Armés et préparés par le Comité militaire révolutionnaire, les bolcheviks marchent immédiatement sur le Palais d'Hiver et exigent sa reddition. Le Gouvernement provisoire, d'un air détaché, ne répond pas. Le Bataillon de la Mort féminin capitule et exécute ses supérieurs. Un groupe de Soviets infiltre le vaste palais par les caves et repère les forces gouvernementales à l'intérieur. Les Cosaques se rendent et rejoignent les Soviets. Au congrès, l'appel des mencheviks à une fin pacifique du conflit, qualifié de « lamentation », reste lettre morte.

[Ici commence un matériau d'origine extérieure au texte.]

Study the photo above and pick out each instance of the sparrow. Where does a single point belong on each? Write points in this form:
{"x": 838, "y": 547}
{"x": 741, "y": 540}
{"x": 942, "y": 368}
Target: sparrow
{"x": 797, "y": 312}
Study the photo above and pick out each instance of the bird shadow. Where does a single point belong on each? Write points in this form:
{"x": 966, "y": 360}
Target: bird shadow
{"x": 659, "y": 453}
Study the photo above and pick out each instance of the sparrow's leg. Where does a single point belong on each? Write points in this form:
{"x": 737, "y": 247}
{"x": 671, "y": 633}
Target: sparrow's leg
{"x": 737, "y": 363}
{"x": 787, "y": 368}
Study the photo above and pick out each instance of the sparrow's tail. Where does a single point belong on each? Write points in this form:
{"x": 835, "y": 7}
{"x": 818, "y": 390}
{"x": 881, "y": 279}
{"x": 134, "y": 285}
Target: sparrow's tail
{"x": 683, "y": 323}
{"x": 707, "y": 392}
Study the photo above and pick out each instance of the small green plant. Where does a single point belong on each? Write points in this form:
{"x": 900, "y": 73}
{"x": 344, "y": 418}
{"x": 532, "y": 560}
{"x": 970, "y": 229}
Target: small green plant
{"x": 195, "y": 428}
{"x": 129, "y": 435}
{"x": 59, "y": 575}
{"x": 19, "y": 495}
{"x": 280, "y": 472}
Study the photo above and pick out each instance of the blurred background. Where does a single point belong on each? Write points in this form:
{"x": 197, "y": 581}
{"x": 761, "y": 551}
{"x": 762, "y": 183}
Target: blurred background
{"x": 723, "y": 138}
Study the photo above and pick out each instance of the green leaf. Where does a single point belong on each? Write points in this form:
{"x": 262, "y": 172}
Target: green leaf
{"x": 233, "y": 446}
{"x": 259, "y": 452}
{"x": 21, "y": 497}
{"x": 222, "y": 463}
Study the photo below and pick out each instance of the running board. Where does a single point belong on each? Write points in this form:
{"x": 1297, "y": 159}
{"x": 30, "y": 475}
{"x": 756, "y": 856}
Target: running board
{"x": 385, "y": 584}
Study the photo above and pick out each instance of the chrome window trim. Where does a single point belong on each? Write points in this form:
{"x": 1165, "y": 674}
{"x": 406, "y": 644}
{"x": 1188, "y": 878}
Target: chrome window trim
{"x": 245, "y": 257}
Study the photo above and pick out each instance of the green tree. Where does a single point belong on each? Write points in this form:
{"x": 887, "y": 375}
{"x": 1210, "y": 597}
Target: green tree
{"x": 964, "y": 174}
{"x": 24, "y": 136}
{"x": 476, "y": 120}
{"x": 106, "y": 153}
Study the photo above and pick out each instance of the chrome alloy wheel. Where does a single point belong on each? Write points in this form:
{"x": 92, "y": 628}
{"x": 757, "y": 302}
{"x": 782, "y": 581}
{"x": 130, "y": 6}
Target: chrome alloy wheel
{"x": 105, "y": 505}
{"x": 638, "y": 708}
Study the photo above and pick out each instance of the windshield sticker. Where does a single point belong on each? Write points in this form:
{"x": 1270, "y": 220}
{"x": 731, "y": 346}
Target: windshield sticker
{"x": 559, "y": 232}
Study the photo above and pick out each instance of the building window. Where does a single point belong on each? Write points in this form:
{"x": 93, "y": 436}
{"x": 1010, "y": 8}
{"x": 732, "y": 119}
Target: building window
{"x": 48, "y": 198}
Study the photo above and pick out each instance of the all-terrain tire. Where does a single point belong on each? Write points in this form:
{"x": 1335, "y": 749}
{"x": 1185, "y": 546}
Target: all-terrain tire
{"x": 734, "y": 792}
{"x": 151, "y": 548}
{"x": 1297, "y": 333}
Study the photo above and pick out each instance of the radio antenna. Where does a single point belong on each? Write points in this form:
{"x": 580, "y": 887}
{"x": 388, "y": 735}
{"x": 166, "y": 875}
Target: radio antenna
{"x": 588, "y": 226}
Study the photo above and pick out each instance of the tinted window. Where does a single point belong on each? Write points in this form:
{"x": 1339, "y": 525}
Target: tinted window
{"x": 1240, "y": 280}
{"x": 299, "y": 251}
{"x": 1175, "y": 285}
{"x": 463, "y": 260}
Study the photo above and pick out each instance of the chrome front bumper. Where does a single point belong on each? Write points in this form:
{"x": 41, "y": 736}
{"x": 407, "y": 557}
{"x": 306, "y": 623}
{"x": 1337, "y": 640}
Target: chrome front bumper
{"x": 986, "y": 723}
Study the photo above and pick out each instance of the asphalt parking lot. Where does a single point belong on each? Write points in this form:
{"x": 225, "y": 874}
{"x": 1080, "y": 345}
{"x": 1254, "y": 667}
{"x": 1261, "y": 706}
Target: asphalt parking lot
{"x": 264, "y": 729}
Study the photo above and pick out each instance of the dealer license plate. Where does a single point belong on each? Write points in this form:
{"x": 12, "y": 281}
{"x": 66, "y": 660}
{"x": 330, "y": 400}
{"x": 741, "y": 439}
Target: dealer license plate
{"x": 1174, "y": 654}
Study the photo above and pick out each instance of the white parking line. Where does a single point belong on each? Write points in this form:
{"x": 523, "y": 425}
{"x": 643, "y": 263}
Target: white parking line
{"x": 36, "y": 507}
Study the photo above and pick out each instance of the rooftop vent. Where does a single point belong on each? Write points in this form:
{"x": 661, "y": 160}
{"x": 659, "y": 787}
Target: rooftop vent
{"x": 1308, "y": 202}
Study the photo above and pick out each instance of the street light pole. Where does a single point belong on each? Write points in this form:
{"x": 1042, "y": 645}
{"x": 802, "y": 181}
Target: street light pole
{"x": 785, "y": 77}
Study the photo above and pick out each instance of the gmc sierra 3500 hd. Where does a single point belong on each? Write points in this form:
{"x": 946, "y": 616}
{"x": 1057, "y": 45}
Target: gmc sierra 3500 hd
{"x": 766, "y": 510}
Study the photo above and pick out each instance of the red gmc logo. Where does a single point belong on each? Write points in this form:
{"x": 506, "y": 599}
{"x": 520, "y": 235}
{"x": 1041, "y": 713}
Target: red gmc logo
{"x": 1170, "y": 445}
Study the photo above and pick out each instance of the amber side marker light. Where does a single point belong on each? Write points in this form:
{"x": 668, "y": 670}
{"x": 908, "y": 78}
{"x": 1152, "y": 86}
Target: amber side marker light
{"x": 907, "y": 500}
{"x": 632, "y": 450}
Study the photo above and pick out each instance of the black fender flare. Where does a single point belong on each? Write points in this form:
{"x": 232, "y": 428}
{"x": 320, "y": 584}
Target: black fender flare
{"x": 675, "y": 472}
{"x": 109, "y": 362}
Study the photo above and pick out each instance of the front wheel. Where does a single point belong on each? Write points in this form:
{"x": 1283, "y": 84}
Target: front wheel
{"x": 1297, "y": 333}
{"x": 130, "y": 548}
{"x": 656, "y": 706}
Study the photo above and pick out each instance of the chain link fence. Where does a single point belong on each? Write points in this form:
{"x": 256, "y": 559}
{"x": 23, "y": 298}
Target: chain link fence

Le signal est donné par un coup de feu tiré depuis l'Aurora et l'assaut commence véritablement. Dans une séquence finale d'une intensité épique, les Soviétiques prennent d'assaut le palais en masse et submergent les défenseurs. Les soldats retranchés dans le palais pillent les lieux, mais les Soviétiques les dépouillent de leurs biens après leur reddition. Finalement, les Soviétiques enfoncent la porte des appartements du Gouvernement provisoire et arrêtent ses membres. Vladimir Antonov-Ovseyenko rédige une déclaration officielle proclamant la destitution du Gouvernement provisoire. Des horloges du monde entier affichent l'heure du succès de la révolution, tandis que les Soviétiques exultent.

26 octobre : Le nouveau gouvernement entreprend la construction d'un nouvel État, promulguant des décrets pour la paix et la répartition des terres.